49348 – Kernel panic caused by heavy disk activity on ext3 filesystem

Bug 49348 - Kernel panic caused by heavy disk activity on ext3 filesystem

Summary: Kernel panic caused by heavy disk activity on ext3 filesystem

Keywords:
Status:	CLOSED CURRENTRELEASE
Alias:	None
Product:	Red Hat Linux
Classification:	Retired
Component:	kernel
Sub Component:
Version:	7.3
Hardware:	i386
OS:	Linux
Priority:	medium
Severity:	medium
Target Milestone:	---
Assignee:	Stephen Tweedie
QA Contact:	Brock Organ
Docs Contact:
URL:
Whiteboard:
Depends On:
Blocks:
TreeView+	depends on / blocked

Reported:	2001-07-18 14:31 UTC by Clay Cooper
Modified:	2007-04-18 16:34 UTC (History)
CC List:	4 users (show)
Fixed In Version:
Doc Type:	Bug Fix
Doc Text:
Clone Of:
Environment:
Last Closed:	2001-07-24 16:10:46 UTC
Embargoed:

Attachments	(Terms of Use)
Output of ksymoops (11.62 KB, text/plain) 2001-07-18 16:34 UTC, Clay Cooper	no flags	Details
View All

Description Clay Cooper 2001-07-18 14:31:56 UTC

From Bugzilla Helper:
User-Agent: Mozilla/5.0 (X11; U; Linux 2.4.2-2 i686; en-US; m18)
Gecko/20010131 Netscape6/6.01

Description of problem:
On a pe6400 w/ 5GB ram, 2 GB swap, perc3dc raid 1 container, bios
A08,enterprise kernel, ext3 filesystems.  After 10-15 minutes of 5
concurrently running streams of copy and compare (a script which copies a
650MB iso image to two localdisk locations then compares them), the kernel
panics.  I have reproduced this twice.
Here is the screen output:

ext3_reserve_inode_write: failed
Assertion failure in journal_dirty_metadata_Rsmp_38f0f21a() at
transaction.c:1094: "jh->b_next_transaction == transaction"
invalid operand: 0000
CPU:    2
EIP:    0010:[<f8853451>]
EFLAGS: 00010282
eax: 00000022   ebx: ea50e454   ecx: c02b4080   edx: 000046e2
esi: eea01544   edi: f7f2f800   ebp: f7d0326c   esp: efa1bd14
ds: 0018   es: 0018   ss: 0018
Process cp (pid: 1141, stackpage=efa1b000)
Stack: f885c520 00000446 001c90fe f6ab0000 d6a8b000 00000000 f8862518 f7d0326c
       d1665274 00001000 00000000 f6a48400 f6097720 000010fe 00000039 d1665274
       f7fd0784 00000008 f6ba1400 00000000 00000001 f7d0326c 00001000 001c90ed
Call Trace: [<c014af52>] [<c014b7d1>] [<c014c1e2>] [<c0136798>] [<c0134480>]
   [<c0146b06>] [<c0114959>] [<c010772b>]

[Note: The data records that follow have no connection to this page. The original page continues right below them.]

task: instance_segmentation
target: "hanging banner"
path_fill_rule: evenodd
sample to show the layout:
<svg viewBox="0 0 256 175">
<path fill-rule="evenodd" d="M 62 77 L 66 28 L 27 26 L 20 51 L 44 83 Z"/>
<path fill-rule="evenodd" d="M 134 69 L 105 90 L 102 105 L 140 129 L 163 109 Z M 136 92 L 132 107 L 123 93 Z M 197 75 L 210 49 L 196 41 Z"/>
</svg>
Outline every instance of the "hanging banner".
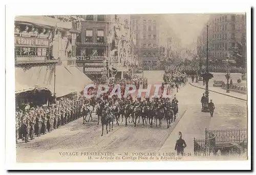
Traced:
<svg viewBox="0 0 256 175">
<path fill-rule="evenodd" d="M 104 31 L 100 30 L 97 31 L 97 36 L 104 36 Z"/>
<path fill-rule="evenodd" d="M 93 36 L 93 31 L 87 30 L 86 31 L 86 36 Z"/>
</svg>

Code: 0f 0b 59 5b eb 4a 8b 53 0c 85 d2 74 34 68 06 cc 85 f8 68 52
 <0>Assertion failure in journal_start_Rsmp_5c4f038c() at
transaction.c:219: "handle->h_transaction->t_journal == journal"
kernel BUG at transaction.c:219!
invalid operand: 0000
CPU:    2
EIP:    0010:[<f885132a>]
EFLAGS: 00010286
eax: 00000021   ebx: f7d0326c   ecx: c02b4080   edx: 00004a6f
esi: efa1a000   edi: f60a32b0   ebp: f6b8a800   esp: efa1baac
ds: 0018   es: 0018   ss: 0018
Process cp (pid: 1141, stackpage=efa1b000)
Stack: f885c520 000000db f7d0326c f60a32b0 f7d0326c f60a32b0 efa1bb70 f8866cb2
       f6b8a800 00000001 f60a32b0 00000001 f609b800 c016247a f60a32b0 efa1a000
       fffff000 00000000 c0136637 f60a32b0 00000001 c6a50000 00000000 00000006
Call Trace: [<c016247a>] [<c0136637>] [<c01d6412>] [<c0125ec9>] [<c0125fb8>]
   [<c0121f2b>] [<c0250018>] [<c0107d0b>] [<c0107f50>] [<c0107fd1>]
[<c019786d>]
   [<c019cf62>] [<c019cf88>] [<c02471f9>] [<c011e5fb>] [<c011e99b>]
[<c0107828>]
   [<c014af52>] [<c014b7d1>] [<c014c1e2>] [<c0136798>] [<c0134480>]
[<c0146b06>]
   [<c0114959>] [<c010772b>]

Code: 0f 0b 5d 58 ff 43 08 eb 5f 68 f0 00 00 00 6a 10 e8 01 92 8e



How reproducible:
Always

Steps to Reproduce:
1.Install beta2 on described configuration w/ ext3 filesystems
2.Generate fairly heavy disk IO while running enterprise kernel
3.Look for eventual kernel panic
	

Actual Results:  Kernel panic		

Expected Results:  No kernel panic

Additional info:

Problem seen first on enterprise kernel w/ AMI raid.
As we move through our test plan, we will look for this error on UP and SMP
kernels, and on Adaptec Raid and straight scsi.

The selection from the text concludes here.